Limit Resources to UGLY query

Question

Limit Resources to UGLY query

Viewing 15 posts - 16 through 30 (of 58 total)

You must be logged in to reply to this topic. Login to reply

TheSQLGuru SSC Guru Points: 134017 More actions · Answer 1

Really sounding like Analysis Services is the way to go here. It is REALLY good at preaggregating/precomputing and it does allow for updates to values too.

Sometimes we really can't make things run faster - there is just too much data. 🙁 In such cases we simply fall back to the "throw more hardware at it" resolution.

Best,
Kevin G. Boles
SQL Server Consultant
SQL MVP 2007-2012
TheSQLGuru on googles mail service

Jeff Moden SSC Guru Points: 1000539 More actions · Answer 2

Hi Bob...

Just confirming... how many rows does the following update?

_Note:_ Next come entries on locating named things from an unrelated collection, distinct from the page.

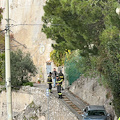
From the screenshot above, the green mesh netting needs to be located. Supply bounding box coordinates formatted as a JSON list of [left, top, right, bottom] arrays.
[[0, 53, 5, 82], [64, 53, 80, 85]]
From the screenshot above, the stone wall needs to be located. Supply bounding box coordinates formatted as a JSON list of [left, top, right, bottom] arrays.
[[69, 76, 116, 120], [0, 87, 78, 120], [0, 0, 54, 82]]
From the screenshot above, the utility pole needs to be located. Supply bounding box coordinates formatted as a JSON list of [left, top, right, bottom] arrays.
[[5, 0, 12, 120]]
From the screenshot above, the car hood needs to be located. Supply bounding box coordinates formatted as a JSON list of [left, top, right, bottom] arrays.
[[84, 116, 107, 120]]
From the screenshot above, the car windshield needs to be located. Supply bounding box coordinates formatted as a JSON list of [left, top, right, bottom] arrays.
[[88, 110, 105, 116]]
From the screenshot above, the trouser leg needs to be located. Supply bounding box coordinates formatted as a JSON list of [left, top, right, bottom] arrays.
[[53, 78, 56, 87], [49, 84, 52, 92], [57, 85, 62, 99]]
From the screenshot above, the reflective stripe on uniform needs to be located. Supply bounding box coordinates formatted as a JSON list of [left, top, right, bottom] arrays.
[[58, 93, 62, 95]]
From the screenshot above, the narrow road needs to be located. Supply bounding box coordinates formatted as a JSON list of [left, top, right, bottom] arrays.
[[34, 84, 88, 120]]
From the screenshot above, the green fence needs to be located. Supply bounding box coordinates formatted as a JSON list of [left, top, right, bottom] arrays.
[[0, 53, 5, 82], [64, 54, 81, 85]]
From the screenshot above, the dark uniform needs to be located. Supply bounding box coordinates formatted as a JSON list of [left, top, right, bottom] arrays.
[[47, 72, 52, 93], [59, 70, 64, 90], [56, 76, 62, 99]]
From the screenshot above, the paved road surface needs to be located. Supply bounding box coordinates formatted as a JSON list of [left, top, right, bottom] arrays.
[[34, 83, 88, 120]]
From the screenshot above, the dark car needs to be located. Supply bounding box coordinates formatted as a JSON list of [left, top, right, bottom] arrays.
[[82, 105, 109, 120]]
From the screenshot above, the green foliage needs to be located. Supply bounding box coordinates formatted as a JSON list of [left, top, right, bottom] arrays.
[[64, 51, 81, 85], [0, 8, 3, 24], [0, 53, 5, 83], [11, 50, 37, 86], [50, 50, 65, 66], [43, 0, 120, 116]]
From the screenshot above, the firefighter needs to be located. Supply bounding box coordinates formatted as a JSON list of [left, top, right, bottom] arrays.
[[47, 72, 52, 93], [59, 70, 64, 90], [56, 76, 62, 99]]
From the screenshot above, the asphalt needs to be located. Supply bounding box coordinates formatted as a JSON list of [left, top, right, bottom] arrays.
[[34, 83, 88, 120]]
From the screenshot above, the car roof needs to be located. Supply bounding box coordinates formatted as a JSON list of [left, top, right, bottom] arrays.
[[88, 105, 105, 110]]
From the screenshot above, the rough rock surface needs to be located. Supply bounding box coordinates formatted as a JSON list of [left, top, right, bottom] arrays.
[[0, 87, 78, 120]]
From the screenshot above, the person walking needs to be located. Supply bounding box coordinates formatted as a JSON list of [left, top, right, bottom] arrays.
[[47, 72, 52, 93], [56, 76, 62, 99], [58, 70, 64, 90], [52, 68, 58, 88]]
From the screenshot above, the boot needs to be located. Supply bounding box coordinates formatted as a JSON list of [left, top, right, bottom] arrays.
[[58, 95, 60, 99]]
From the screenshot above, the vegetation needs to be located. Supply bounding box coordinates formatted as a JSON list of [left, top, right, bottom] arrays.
[[43, 0, 120, 116], [50, 50, 65, 67]]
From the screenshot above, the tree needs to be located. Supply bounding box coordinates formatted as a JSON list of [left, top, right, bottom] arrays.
[[43, 0, 120, 116], [11, 50, 37, 86]]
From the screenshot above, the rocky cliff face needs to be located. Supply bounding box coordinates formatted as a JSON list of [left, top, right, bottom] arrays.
[[0, 0, 53, 81]]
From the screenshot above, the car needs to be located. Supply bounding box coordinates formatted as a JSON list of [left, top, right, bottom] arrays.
[[82, 105, 109, 120]]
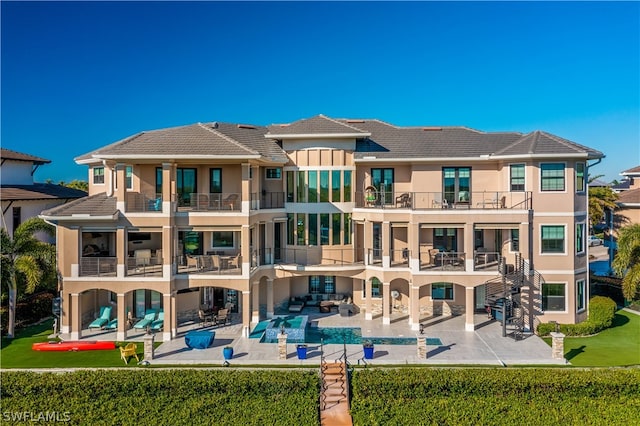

4) The _Change fields would be the difference between the day before and the current day for the specific type. This can be quite painful.
;WITH X (RN,StoredCalcDataID,AsOfDate,[Weekly_Type1]) AS (
SELECT ROW_NUMBER() OVER (ORDER BY MainSeriesID ,theDate ) AS RN,
MainSeriesID ,theDate ,[Weekly_Type1]
FROM #ComplexFilter
WHERE WEEKLY=1)
UPDATE #TempTable
SET Weekly_Type1_Change =
CASE
WHEN Newer.Weekly_Type1 > Older.Weekly_Type1 THEN 1
WHEN Newer.Weekly_Type1 < Older.Weekly_Type1 THEN -1
ELSE 0 END
FROM #TempTable
INNER JOIN X AS Newer
ON Newer.MainSeriesID = #TempTable.MainSeriesID
AND Newer.theDate = #TempTable.theDate
INNER JOIN X AS Older
ON Older.RN + 1= Newer.RN
AND Older.MainSeriesID = Newer.MainSeriesID

--Jeff Moden

RBAR is pronounced "ree-bar" and is a "Modenism" for Row-By-Agonizing-Row.
First step towards the paradigm shift of writing Set Based code:
________Stop thinking about what you want to do to a ROW... think, instead, of what you want to do to a COLUMN.
"Change is inevitable... change for the better is not".

Helpful Links:
How to post code problems
How to Post Performance Problems
Create a Tally Function (fnTally)
Intro to Tally Tables and Functions

Bob Fazio SSChampion Points: 10794 More actions · Answer 3

This part of it can vary widely. It will update 100% of the rows that are extracted to the temp table in most cases. The temp table will hold between 500k (this takes a few seconds at most) to 20M (which will take a few minutes for that update to run).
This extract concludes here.